Subgroup analysis CONFIRMs telipressin potential for treating HRS, alcoholic hepatitis

30 May 2023 bởiAudrey Abella
Subgroup analysis CONFIRMs telipressin potential for treating HRS, alcoholic hepatitis

In individuals with hepatorenal syndrome (HRS) compounded by alcoholic hepatitis (AH), treatment with the synthetic, long-acting vasopressin analogue terlipressin led to the achievement of verified HRS reversal, a subgroup analysis of the phase III CONFIRM trial has shown.

“In this subgroup analysis, verified HRS reversal was achieved by a substantially greater proportion of subjects on terlipressin compared with those on placebo (31 percent vs 8 percent). The between-group difference was statistically evident (p=0.005),” said Dr Kevin Korenblat from Washington University School of Medicine, St Louis, Missouri, US, during his presentation at DDW 2023.

Quantitately speaking, the 8 percent verified HRS reversal rate in the placebo arm represented only three out of 39 patients, as opposed to 25 out of the 81 terlipressin-treated patients.

The verified HRS reversal rate in the terlipressin arm was similar to that seen in the parent trial (32 percent), whereas the rate in the placebo arm was much lower than the rate reported in the parent CONFIRM cohort (17 percent). [N Engl J Med 2021;348:818-828]

Rates of admission to the intensive care unit (ICU) were similar between arms (17 percent vs 18 percent), but those in the terlipressin arm tended to have a shorter length of stay in the ICU by an average of about 5 days compared with those in the placebo arm (6.9 vs 12.4 days). Korenblat noted that the difference was not statistically inferable (p=0.514). [DDW 2023, abstract 651]

At day 90, median transplant-free survival (TFS) was longer with terlipressin vs placebo (28 vs 15 days), but the survival plots revealed no significant difference between arms (p=0.207). This effect, according to Korenblat, might have been driven by the small sample size.

Renal replacement therapy rate by day 30 was slightly lower with terlipressin vs placebo (21 percent vs 26 percent; p=0.5675). The rate in the terlipressin arm roughly mirrors that seen in the CONFIRM trial while for placebo, it was higher.

Study entry criteria required doubling of serum creatinine to ≥2.25 mg/dL within 14 days prior to randomization despite diuretic withdrawal and 48 hours of albumin administration. Three-hundred subjects were randomized 2:1 to receive either terlipressin 1 mg IV Q6H or placebo. Concomitant albumin was recommended (1 g/kg on day 1 up to 100 g then 20–40 g/day as clinically warranted).

Subjects received 10 doses of the study drug, which was stopped if creatinine remained at or above baseline, or continued if it improved after the starting dose (if the improvement was ≤30 percent from baseline, the dose was doubled).
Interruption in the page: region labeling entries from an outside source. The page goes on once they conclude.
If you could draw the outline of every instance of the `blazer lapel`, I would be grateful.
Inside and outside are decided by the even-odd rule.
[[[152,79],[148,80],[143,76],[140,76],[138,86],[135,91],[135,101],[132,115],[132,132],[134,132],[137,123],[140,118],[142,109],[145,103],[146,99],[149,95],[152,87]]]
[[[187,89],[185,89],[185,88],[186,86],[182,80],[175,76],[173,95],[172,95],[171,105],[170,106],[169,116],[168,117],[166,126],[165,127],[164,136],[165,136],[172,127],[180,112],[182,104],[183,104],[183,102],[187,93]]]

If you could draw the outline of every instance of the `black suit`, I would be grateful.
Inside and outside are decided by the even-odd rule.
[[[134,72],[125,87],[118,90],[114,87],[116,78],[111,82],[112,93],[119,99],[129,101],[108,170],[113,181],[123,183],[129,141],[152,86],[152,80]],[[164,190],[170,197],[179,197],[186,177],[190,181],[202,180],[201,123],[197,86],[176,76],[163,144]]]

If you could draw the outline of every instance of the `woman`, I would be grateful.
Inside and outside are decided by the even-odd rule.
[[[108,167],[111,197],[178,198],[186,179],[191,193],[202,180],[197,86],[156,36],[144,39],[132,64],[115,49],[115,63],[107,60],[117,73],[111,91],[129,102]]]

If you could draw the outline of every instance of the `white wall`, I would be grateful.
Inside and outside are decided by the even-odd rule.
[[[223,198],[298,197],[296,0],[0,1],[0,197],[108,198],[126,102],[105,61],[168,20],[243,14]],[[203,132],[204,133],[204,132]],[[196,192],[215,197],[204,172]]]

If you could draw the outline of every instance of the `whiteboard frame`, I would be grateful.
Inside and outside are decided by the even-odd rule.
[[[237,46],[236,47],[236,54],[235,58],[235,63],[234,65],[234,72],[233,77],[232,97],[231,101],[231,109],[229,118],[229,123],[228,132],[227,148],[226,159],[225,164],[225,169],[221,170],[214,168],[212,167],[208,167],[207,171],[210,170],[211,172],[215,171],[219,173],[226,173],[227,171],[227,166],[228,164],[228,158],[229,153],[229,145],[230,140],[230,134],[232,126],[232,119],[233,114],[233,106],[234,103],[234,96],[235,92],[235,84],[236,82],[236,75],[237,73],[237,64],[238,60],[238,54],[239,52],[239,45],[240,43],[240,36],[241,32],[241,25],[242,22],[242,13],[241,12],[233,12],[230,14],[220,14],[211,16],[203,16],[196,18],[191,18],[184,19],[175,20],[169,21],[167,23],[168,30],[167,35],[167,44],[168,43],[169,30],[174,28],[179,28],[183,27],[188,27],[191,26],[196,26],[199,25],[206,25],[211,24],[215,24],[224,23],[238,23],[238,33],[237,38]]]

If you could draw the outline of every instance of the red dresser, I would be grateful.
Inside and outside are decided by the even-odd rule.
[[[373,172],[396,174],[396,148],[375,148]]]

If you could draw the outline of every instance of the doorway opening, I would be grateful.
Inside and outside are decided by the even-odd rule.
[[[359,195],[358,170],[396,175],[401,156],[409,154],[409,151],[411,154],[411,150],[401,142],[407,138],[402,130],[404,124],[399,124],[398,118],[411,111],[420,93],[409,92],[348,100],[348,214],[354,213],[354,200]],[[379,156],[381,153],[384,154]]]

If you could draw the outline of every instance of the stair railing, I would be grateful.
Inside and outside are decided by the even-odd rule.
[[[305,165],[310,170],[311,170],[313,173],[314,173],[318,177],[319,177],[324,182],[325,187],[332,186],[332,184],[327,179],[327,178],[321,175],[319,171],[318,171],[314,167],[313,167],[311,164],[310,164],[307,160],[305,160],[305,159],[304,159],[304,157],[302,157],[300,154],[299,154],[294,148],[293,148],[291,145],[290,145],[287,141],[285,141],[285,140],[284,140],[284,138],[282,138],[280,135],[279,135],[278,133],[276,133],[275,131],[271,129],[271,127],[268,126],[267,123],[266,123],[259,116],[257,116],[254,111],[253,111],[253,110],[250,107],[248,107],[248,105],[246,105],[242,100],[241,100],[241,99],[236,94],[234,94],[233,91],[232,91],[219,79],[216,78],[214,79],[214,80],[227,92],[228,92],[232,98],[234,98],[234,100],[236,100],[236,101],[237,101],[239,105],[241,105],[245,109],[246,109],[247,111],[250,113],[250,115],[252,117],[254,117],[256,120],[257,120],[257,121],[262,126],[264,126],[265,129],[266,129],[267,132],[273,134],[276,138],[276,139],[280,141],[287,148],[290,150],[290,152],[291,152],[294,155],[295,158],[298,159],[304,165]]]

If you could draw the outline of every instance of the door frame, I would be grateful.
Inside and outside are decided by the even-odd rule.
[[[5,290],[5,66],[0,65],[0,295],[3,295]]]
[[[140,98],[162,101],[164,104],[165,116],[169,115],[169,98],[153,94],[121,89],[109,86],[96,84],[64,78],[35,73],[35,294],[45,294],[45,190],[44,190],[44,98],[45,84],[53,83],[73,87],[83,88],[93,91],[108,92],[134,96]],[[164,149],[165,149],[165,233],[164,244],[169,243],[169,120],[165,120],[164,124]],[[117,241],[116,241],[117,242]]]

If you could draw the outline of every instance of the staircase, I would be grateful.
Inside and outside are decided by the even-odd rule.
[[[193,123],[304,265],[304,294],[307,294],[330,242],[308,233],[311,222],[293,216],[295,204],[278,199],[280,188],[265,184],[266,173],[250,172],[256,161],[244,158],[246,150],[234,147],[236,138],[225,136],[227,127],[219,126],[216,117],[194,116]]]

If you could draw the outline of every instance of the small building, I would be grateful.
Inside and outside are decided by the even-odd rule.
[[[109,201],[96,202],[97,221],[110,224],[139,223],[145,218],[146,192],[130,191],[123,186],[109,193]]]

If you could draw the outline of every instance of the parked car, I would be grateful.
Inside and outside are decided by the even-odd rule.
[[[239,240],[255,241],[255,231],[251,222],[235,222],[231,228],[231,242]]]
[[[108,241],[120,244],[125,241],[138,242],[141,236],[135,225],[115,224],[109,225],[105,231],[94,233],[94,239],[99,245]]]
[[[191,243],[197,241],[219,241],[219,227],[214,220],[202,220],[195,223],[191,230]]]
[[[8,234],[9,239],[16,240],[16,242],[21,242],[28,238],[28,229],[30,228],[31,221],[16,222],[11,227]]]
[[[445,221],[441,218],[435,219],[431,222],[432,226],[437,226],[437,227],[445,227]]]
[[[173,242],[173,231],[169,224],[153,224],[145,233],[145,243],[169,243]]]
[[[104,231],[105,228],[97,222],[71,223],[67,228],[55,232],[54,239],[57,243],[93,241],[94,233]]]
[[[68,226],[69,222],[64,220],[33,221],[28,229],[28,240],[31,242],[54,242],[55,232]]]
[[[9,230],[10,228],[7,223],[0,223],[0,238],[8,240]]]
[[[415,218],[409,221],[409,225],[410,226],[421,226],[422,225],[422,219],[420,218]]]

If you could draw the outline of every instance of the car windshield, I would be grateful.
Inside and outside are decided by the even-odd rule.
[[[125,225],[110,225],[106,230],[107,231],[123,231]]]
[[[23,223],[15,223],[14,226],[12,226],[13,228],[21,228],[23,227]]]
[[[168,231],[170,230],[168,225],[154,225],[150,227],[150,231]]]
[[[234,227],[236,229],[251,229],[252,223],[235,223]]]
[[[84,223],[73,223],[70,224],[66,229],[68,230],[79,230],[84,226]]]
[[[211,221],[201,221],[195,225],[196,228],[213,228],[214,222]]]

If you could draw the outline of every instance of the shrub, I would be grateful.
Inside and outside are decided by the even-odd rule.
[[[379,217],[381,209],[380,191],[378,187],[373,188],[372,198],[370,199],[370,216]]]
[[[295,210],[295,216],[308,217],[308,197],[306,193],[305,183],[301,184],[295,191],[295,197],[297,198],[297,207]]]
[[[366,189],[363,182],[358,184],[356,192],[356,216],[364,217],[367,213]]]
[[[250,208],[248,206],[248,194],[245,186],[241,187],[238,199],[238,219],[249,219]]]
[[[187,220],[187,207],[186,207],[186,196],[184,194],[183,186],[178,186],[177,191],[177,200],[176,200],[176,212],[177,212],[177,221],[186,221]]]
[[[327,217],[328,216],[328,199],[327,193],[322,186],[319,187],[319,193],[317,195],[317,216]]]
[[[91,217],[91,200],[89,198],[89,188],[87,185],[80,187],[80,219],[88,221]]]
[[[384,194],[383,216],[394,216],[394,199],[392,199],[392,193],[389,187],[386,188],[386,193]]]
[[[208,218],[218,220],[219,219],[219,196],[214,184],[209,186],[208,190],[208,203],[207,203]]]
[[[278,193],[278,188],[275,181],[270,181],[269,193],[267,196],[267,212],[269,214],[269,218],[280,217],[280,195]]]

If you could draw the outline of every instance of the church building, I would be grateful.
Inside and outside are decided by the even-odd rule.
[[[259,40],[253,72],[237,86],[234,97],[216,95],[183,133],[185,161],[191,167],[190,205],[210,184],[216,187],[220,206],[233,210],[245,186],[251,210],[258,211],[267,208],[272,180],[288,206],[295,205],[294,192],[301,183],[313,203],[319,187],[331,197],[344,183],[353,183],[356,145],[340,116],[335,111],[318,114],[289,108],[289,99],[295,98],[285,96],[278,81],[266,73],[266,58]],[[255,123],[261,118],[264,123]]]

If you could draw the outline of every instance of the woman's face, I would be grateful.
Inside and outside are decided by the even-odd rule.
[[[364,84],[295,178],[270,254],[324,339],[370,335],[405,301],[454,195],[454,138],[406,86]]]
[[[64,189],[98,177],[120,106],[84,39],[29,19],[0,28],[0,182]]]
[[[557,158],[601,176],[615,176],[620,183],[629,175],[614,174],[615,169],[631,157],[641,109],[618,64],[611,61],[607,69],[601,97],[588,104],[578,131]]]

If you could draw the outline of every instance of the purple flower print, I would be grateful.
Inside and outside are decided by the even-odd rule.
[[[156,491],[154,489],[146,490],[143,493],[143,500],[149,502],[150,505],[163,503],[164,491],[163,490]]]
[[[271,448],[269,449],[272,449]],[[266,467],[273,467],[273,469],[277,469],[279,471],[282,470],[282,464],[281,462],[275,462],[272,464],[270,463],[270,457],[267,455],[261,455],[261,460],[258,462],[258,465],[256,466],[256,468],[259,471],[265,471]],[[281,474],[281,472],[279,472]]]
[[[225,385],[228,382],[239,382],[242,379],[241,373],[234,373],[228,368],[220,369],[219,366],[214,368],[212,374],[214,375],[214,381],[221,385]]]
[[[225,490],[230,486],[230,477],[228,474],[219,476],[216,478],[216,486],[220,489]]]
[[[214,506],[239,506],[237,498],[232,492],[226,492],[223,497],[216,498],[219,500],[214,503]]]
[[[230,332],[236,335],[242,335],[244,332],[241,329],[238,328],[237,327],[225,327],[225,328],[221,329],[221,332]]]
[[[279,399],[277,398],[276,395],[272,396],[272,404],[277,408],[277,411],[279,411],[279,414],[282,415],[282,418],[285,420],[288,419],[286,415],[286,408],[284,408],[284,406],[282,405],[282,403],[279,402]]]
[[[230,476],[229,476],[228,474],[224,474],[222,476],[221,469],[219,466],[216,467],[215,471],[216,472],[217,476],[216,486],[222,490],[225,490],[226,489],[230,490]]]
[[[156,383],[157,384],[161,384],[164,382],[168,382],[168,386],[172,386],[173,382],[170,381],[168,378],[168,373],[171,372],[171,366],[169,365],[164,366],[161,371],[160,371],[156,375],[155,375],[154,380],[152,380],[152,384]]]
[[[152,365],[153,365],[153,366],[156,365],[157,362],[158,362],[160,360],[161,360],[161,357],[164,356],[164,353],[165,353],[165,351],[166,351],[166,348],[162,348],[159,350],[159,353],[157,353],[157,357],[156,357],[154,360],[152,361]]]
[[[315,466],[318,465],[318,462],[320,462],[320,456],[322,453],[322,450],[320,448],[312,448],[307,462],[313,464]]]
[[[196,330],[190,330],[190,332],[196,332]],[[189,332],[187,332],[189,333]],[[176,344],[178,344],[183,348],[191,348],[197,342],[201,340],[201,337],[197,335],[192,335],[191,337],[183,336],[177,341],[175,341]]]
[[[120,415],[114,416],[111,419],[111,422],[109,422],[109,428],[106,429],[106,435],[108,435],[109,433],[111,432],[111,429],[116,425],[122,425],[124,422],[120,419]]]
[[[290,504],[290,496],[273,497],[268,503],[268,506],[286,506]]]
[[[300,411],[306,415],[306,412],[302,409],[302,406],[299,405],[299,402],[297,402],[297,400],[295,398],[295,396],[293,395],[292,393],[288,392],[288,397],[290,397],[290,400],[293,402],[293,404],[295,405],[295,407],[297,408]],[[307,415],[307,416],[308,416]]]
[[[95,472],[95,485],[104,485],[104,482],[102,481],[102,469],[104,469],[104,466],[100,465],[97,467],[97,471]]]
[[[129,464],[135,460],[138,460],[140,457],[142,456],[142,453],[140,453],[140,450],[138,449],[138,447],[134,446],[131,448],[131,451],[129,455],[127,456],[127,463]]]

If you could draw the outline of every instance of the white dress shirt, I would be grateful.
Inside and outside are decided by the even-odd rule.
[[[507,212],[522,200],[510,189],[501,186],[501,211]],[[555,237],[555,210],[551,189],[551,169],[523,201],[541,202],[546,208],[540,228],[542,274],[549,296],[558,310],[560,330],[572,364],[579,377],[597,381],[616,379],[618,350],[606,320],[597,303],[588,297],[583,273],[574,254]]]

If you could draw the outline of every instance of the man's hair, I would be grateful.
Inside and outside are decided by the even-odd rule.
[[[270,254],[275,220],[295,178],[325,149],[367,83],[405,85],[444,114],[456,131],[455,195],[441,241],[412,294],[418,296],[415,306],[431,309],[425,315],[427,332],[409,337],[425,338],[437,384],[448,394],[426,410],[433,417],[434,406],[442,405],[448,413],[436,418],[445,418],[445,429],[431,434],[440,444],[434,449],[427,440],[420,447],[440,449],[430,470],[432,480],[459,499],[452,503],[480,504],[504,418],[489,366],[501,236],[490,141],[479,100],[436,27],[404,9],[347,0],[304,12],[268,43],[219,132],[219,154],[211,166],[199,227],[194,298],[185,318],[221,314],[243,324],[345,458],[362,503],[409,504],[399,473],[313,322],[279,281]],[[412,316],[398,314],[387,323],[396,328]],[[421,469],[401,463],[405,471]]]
Responders received the medication until serum creatinine reached ≤1.5 mg/dL ≥2 hours apart or until day 14. Subjects were followed for 90 days.

The current analysis focused on participants with known or suspected AH (n=120), which further amplifies the high mortality risk of HRS. AH also harbours a poor prognosis. Mean age was about 50 years in the terlipressin arm and 46 years in the placebo arm. About 70 percent of the population were male. Median serum creatinine was 3.4 mg/dL in both arms.

In summary, the current data suggest that treatment with terlipressin was associated with higher rates of verified HRS reversal in a subgroup of patients with HRS and concurrent AH. This subgroup of terlipressin recipients also had shorter durations of ICU stay, longer TFS, and a numerically lower rate of renal replacement therapy.

“These data strongly support the role for terlipressin for individuals with type 1 HRS and AH,” Korenblat concluded.

Terlipressin has been approved by the US FDA in September 2022 for the treatment of HRS.